Insights into monetary policy and interest rate possibility

By Ahmed Azzam | @3zzamous | 20 February 2024

Market close
  • US 10-year Treasury note yield dips below 4.28%.

  • Traders await FOMC minutes and Fed official comments.

  • BOE Governor signals openness to rate cut.

  • ECB data shows moderated wage growth in euro area.

  • RBA considers rate hike but opts for status quo.

The yield on the US 10-year Treasury note commenced a truncated trading week marginally lower, hovering below 4.28%, as market participants braced themselves for insights from the Federal Open Market Committee (FOMC) minutes and remarks from several Federal Reserve officials. Investors eagerly await further cues regarding the potential timing of the first interest rate adjustment by the Fed. Concurrently, bond yields across Europe also experienced a decline, with Germany's benchmark 10-year yield retreating to 2.38%.

United Kingdom

Andrew Bailey, Governor of the Bank of England (BOE), indicated that the central bank may not necessarily wait for inflation to meet the 2% target before considering a rate cut. Bailey noted that current market expectations for rate adjustments are rational, with traders pricing in three potential rate cuts throughout 2024.

European Union

Recent data from the European Central Bank (ECB) revealed a moderation in negotiated pay within the euro area, registering a 4.5% increase at the close of 2023. This figure marks a slight deceleration from the preceding quarter's record high of 4.7%, allaying concerns that surging wages might perpetuate inflation beyond target levels.


Minutes from the Reserve Bank of Australia's (RBA) initial meeting of the year disclosed that while deliberations included the possibility of raising interest rates, the prevailing stance to maintain current rates was deemed the more compelling approach. The decision was underpinned by easing inflationary pressures, as highlighted in the minutes from the February 6 meeting.


In a noteworthy development, the People's Bank of China (PBoC) implemented a substantial reduction in its reference rate for mortgages, known as the 5-year loan prime rate, by 25 basis points to 3.95% during the February fixing.
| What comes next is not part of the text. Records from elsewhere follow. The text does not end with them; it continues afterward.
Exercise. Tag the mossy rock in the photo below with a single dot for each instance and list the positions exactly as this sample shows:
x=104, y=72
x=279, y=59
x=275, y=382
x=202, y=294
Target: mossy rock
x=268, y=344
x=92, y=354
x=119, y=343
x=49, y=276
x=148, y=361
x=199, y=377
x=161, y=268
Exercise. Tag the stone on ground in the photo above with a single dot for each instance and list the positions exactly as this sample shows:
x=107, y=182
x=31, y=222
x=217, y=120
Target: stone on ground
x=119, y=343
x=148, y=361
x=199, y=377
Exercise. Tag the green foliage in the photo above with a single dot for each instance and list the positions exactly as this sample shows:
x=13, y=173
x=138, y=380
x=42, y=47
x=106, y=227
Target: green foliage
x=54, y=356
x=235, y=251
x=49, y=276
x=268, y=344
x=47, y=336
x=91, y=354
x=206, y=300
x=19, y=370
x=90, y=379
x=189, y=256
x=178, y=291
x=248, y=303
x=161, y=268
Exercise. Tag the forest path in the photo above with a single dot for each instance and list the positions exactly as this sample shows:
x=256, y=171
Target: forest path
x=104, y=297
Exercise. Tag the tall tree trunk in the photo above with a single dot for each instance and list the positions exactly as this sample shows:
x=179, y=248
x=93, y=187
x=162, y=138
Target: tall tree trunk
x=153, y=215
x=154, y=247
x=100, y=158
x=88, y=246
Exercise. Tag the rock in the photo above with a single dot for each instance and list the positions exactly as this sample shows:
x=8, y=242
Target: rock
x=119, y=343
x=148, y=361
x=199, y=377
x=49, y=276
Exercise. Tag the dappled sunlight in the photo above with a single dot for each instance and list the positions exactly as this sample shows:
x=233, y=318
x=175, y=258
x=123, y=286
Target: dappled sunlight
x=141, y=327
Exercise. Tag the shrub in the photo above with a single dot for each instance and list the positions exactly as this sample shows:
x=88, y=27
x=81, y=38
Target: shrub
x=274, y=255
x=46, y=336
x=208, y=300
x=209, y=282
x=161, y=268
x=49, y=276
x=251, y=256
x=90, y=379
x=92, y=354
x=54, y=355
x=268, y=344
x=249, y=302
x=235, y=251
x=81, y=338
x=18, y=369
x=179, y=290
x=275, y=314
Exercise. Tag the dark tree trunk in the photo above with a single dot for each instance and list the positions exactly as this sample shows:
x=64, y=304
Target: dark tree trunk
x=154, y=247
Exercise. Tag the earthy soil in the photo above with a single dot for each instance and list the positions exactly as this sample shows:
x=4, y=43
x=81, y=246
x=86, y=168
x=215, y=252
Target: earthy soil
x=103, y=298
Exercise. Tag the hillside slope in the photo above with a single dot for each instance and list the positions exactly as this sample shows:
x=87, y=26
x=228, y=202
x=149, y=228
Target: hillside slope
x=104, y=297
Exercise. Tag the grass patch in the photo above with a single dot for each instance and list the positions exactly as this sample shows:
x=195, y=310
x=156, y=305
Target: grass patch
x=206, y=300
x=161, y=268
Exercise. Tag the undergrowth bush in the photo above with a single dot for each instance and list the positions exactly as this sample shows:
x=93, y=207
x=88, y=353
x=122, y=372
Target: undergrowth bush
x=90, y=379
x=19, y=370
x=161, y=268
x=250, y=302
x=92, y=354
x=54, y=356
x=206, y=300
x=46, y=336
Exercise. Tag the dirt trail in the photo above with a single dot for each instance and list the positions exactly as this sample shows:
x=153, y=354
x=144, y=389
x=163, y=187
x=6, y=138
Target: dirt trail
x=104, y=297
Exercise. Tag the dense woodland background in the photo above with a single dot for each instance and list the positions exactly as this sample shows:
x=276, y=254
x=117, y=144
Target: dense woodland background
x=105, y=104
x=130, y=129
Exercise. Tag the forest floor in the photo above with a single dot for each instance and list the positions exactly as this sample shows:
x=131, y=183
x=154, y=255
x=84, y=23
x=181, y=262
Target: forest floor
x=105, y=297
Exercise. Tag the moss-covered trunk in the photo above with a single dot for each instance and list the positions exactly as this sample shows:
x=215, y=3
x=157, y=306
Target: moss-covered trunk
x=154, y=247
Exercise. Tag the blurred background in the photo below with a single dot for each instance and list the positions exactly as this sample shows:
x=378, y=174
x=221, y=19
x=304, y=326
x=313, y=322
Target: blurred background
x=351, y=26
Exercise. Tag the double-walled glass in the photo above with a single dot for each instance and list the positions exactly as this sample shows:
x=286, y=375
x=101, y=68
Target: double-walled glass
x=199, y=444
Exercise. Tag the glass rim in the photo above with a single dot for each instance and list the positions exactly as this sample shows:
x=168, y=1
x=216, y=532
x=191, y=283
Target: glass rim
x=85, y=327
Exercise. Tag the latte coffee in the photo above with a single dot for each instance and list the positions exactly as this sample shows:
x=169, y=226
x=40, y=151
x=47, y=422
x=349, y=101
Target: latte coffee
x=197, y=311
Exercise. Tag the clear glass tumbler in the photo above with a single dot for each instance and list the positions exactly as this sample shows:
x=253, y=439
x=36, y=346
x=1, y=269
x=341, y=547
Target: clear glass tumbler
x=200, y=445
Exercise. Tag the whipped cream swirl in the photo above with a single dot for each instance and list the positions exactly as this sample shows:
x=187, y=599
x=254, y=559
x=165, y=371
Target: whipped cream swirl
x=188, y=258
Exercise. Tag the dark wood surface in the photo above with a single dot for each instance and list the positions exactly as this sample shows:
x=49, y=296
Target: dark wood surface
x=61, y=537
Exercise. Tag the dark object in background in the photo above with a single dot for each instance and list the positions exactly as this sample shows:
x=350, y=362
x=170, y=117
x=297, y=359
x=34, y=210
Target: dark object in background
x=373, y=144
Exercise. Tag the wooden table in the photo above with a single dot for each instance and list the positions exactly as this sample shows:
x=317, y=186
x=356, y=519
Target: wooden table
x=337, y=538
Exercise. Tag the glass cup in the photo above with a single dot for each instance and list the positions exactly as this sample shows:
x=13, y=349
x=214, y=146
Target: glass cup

This adjustment surpassed market forecasts, which anticipated a more conservative 15-basis-point decrease. Notably, this move marks the first rate cut since June 2023 and represents the most significant reduction since the rate's inception in 2019.


The annual inflation rate in Canada fell to 2.9% in January of 2024 from 3.4% in the previous month, well below market expectations of 3.3% to record the first reading below the 3% threshold since March of 2021.